An arbitrary shell command execution vulnerability in PraisonAI allows authenticated attackers to override security configurations and execute malicious commands.

The vulnerability exists because UI modules hardcode approval_mode to auto, bypassing intended administrator configurations. Authenticated attackers can leverage this to execute arbitrary shell commands via subprocess.run with shell=True, bypassing manual approval and insufficient sanitization.

With a CVSS score of 8.8, this flaw presents a critical risk of full system compromise. An authenticated attacker can execute arbitrary commands, potentially leading to data exfiltration, unauthorized modification of AI workflows, or total system takeover, resulting in significant operational disruption.
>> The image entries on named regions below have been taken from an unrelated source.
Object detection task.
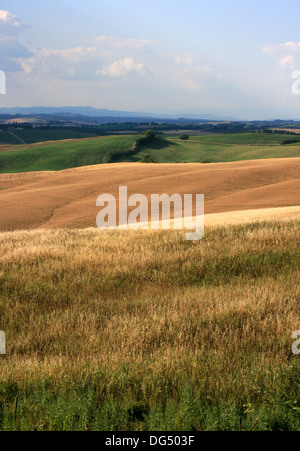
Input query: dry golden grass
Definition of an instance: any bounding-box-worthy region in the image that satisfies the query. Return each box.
[0,158,300,231]
[0,221,300,429]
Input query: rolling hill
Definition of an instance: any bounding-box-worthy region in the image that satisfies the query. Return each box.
[0,132,300,173]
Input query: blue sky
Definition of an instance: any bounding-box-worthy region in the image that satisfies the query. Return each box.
[0,0,300,119]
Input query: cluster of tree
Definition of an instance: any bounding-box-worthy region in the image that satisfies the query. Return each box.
[133,130,156,150]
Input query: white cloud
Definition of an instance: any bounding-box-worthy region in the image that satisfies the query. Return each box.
[175,53,198,65]
[0,9,26,37]
[95,36,157,50]
[0,10,32,72]
[101,58,147,78]
[263,42,300,69]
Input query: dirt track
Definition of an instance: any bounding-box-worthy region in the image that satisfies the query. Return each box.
[0,158,300,231]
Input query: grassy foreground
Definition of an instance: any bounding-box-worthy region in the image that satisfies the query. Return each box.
[0,221,300,431]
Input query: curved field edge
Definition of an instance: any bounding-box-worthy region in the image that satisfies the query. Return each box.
[0,220,300,431]
[0,134,300,173]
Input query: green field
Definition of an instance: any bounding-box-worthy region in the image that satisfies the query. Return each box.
[0,133,300,173]
[0,127,97,145]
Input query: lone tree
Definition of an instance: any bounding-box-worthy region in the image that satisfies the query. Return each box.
[179,133,190,141]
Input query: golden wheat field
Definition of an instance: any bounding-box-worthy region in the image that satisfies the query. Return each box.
[0,158,300,231]
[0,159,300,431]
[0,220,300,431]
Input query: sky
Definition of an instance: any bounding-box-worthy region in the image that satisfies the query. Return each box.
[0,0,300,120]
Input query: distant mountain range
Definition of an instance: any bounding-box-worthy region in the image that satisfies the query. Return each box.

Immediate Action: Upgrade to PraisonAI version 4.5.128 or later immediately to resolve the command execution flaw.

Proactive Monitoring: Review application and system logs for suspicious execution patterns, particularly those involving subprocess calls or unauthorized shell command invocation.
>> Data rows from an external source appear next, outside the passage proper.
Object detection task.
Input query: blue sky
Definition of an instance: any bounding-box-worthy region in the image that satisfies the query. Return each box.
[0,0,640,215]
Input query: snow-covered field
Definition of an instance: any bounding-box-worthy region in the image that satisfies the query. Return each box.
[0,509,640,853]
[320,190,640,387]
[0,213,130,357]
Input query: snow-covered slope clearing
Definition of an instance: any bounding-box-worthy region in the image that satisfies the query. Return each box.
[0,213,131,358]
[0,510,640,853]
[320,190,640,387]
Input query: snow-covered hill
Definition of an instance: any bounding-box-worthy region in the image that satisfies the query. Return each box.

Compensating Controls: Implement strict role-based access control (RBAC) to limit the number of users capable of interacting with the vulnerable UI modules.

Public Exploit Available: false

The ability to execute arbitrary shell commands represents a critical security failure. It is imperative that administrators update to the patched version, 4.5.128, as soon as possible to mitigate the risk of unauthorized remote command execution.